Tuesday, December 2, 2014

KRABBE

Writing is my way of getting through this.
It is something that I need to do to stay sane.  Thank you for reading and helping me get through this and fighting for hope for other families going through what we are.
Yesterday my husband and I found out that we carry a horrible mutated gene that we passed along to our son. Our kids have a 1 in 4 chance of getting this disease.

Max was a normal boy at birth.
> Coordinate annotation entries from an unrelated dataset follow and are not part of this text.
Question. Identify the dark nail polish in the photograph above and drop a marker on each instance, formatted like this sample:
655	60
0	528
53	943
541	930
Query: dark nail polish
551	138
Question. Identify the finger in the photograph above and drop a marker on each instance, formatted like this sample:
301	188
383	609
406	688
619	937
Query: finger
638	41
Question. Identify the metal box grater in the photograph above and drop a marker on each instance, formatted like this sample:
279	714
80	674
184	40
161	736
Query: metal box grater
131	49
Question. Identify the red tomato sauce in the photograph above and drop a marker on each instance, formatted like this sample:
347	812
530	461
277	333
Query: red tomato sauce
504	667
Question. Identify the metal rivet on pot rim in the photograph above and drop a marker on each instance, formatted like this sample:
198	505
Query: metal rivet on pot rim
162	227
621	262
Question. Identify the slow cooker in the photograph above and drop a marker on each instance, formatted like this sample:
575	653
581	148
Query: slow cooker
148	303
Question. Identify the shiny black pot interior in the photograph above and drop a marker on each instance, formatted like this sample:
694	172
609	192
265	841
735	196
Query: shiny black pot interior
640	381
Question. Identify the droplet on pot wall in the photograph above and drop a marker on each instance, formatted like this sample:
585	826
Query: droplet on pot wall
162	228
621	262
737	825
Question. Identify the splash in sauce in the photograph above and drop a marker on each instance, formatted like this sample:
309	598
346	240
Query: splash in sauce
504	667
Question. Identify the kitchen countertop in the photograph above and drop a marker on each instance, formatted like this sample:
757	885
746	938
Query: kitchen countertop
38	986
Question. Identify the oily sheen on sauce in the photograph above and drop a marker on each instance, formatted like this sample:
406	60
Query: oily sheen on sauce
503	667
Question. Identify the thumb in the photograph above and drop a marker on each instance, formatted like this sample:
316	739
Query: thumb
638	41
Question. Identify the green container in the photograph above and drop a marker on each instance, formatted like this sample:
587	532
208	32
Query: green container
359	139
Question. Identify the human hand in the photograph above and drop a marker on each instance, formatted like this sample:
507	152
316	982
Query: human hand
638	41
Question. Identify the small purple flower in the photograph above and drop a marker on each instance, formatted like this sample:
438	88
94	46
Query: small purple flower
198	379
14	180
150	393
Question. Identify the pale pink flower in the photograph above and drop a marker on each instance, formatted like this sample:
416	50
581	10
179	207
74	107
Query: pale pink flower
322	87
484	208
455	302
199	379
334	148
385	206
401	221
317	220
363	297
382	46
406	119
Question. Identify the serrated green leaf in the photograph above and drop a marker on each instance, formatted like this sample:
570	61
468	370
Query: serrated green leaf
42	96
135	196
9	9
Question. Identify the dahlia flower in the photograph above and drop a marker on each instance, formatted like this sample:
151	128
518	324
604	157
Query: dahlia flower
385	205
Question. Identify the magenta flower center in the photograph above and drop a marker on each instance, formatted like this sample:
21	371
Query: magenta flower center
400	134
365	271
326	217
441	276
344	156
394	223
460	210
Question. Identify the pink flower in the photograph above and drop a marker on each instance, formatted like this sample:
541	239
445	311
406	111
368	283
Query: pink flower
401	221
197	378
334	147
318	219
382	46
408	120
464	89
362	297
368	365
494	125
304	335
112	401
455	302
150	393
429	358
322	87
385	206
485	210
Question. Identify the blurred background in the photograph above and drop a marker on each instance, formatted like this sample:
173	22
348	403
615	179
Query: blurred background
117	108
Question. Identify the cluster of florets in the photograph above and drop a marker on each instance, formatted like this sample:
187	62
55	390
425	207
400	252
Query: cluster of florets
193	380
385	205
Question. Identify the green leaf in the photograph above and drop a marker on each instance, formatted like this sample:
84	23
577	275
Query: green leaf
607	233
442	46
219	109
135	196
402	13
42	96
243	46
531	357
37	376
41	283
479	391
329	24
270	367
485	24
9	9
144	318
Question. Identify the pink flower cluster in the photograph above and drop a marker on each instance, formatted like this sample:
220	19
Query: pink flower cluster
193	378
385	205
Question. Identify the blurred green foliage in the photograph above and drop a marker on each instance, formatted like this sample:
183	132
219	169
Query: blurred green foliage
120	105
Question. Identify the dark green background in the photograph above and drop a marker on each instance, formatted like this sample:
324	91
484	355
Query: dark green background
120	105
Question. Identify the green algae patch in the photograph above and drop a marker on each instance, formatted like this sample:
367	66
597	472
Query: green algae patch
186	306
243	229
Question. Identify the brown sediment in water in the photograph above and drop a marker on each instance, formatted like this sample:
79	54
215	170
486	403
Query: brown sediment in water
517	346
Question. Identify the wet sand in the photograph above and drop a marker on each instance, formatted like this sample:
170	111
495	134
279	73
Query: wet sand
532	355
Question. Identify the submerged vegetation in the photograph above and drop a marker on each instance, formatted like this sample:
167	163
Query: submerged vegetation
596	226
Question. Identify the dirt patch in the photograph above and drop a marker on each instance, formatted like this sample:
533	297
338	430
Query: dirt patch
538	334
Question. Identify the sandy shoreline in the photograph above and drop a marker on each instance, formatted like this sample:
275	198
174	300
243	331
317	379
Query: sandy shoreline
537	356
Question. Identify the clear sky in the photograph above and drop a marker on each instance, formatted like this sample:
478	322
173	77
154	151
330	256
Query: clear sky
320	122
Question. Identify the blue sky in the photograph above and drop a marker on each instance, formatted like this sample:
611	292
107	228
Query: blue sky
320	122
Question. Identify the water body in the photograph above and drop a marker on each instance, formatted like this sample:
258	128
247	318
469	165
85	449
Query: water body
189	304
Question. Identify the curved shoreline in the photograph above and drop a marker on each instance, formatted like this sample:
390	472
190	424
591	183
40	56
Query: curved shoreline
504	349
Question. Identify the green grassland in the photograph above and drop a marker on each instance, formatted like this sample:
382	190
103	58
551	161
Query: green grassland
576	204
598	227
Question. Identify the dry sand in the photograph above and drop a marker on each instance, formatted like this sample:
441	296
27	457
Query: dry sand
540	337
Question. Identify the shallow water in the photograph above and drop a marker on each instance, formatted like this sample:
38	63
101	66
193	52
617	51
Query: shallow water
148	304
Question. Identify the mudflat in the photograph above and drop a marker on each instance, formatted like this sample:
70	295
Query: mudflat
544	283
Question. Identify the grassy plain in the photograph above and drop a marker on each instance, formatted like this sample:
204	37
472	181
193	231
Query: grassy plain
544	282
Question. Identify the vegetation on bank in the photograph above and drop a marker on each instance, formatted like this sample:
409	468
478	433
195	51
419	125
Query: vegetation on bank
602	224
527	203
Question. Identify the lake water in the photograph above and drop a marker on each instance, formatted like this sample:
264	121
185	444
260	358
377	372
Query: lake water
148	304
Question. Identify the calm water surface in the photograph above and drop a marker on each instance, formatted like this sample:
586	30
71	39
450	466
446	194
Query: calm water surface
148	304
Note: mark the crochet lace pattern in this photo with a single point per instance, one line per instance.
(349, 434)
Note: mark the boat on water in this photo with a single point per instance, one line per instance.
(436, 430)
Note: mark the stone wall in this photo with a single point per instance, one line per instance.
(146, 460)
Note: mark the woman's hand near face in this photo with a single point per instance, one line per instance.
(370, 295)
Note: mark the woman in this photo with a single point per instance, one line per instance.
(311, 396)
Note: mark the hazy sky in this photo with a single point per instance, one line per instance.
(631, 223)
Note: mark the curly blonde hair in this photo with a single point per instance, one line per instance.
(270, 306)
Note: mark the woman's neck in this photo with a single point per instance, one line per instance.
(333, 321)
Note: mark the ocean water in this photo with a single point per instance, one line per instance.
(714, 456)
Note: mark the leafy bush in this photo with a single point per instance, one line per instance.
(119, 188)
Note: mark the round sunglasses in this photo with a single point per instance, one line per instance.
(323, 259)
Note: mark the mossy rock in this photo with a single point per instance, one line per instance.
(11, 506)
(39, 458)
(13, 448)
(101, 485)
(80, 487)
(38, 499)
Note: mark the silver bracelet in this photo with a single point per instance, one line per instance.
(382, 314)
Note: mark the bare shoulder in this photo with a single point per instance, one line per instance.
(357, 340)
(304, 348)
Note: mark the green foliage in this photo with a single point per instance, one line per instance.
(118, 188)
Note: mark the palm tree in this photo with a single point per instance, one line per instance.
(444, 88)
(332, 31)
Learned to sit and roll over.  He babbled and had the best smile... the most smiley baby I've ever seen.  But suddenly he lost the ability to sit at about 8 months. ..lost the ability to hold his head... to stay smiling.  He became more irritable and something was wrong.

After a hospital stay and numerous tests we've found that he has Krabbe Disease.  A horrific disease that if not caught at birth is basically a death sentence.  Only 2 states even test for this genetic disorder at birth. If a child is born with it and it is caught in a newborn screening they may have a chance for treatment. .. for a full life.  I've found that the life span is 2-7 years. .. Max is 10 months on Saturday.
He will lose motor functions and potentially lose his sight, hearing and the ability to eat.

So many thoughts have raced through my head.  Why us?  Why him? Did I do something wrong? Could I have done something better? How can I help him? How can I survive each day? How do I support my husband?  How do I support my 2 and 1/2 year old daughter? Is there hope?

I have to think there is some glimmer of hope or I have nothing.  I truly believe everything happens for a reason.  That spirit chooses a family. Emma and Max are my world.  My bright light. .. my everything. They chose me to be their mother and I owe them the best possible life I can give them.

At first I felt sorry for myself.  For Emma... for my husband. .. for Max who has to suffer through this. Now I have been taking it a day at a time.  I can't change what is but I can change my outlook and love my kids and husband as much as I can. I can help in the fight to get this disease taught to more doctors and fight for the testing to be done in every state.  I can show Max the world while he can see it and enjoy the simple things in life that I've missed.

We are undergoing some more tests and things to make this little man as comfortable as possible.  We're also planning to reach out to the other families going through this for support.

Keep us in your prayers and good thoughts and help send positivity our way.  I'm letting my love radiate to my family and others. HOPE AND LOVE are getting me through each day.